Back to the task.... I thought now is the perfect time to revamp some recipes, learn more about heart healthy choices and most importantly...make it taste good???? Does everything healthy HAVE to taste like cardboard? really? Well I've found tons of recipes for dinners and lunches, but I noticed not so many were for breakfast foods and/or baked goods. (uh-uhm, my downfall, obviously) So I took some advice from my bakespace buddies and started researching stuff to "swap" out, so that I could use some of my own favorite recipes, just try to make them healthier.

The first thing that came to mind was my absolute favorite breakfast...Brandied French Toast. (ok, well hubby's pecan waffles are pretty good, but I'll have to work on those next) So this conversion was pretty simple.

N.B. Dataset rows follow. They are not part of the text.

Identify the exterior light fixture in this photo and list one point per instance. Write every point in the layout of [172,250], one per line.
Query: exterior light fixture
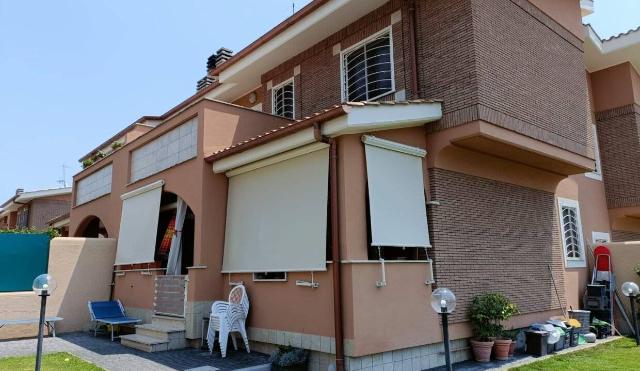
[632,290]
[44,285]
[443,301]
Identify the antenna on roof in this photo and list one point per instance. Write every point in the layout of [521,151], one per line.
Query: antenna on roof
[63,181]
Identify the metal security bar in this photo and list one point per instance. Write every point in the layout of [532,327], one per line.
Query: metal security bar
[283,103]
[368,70]
[570,231]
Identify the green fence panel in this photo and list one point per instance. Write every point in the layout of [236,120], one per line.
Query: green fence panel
[23,257]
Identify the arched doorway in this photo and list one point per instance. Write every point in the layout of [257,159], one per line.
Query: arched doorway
[92,227]
[167,229]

I just swapped out the eggs for egg beaters, low fat milk for the cream, and used wheat bread instead of white. It still tasted great. So then I decided I'd work on a healthier type syrup, something bursting with flavor. I came up with a Blackberry Concord Wine syrup, made with honey instead of sugar, and my favorite wine, a soft red, from one of our local wineries.

While conjuring up my magic (and feeling pretty good about myself...oh wait...maybe that was from the extra glass or two of wine I had hehehehe) I decided I'd multi-task and do another topping, creating a dish for the Bakespace challenge. This month's challenge was to create a dish using strawberries and eggs. Ah HAH! Perfect. So I dug into the back of the freezer and yup, had some strawberries. Cool. But I wanted to make something slightly different than the syrup first I thought JAM! But alas, not enough sugar (oh wait, I'm trying to do healthier right?) so I opted for a less sugary topping. Still, way less sugar than a jam or jelly. Here's the recipe for the Strawberry Concord Wine Fruit Topping. O-M-G good stuff! Now, needless to say, I'm anxiously awaiting the arrival of some baby strawberries....hopefully I can come up with a version suitable for canning. MMM MMM MMM Will I blog about it? Sure....sooner or later.....right now, I think I need a nap!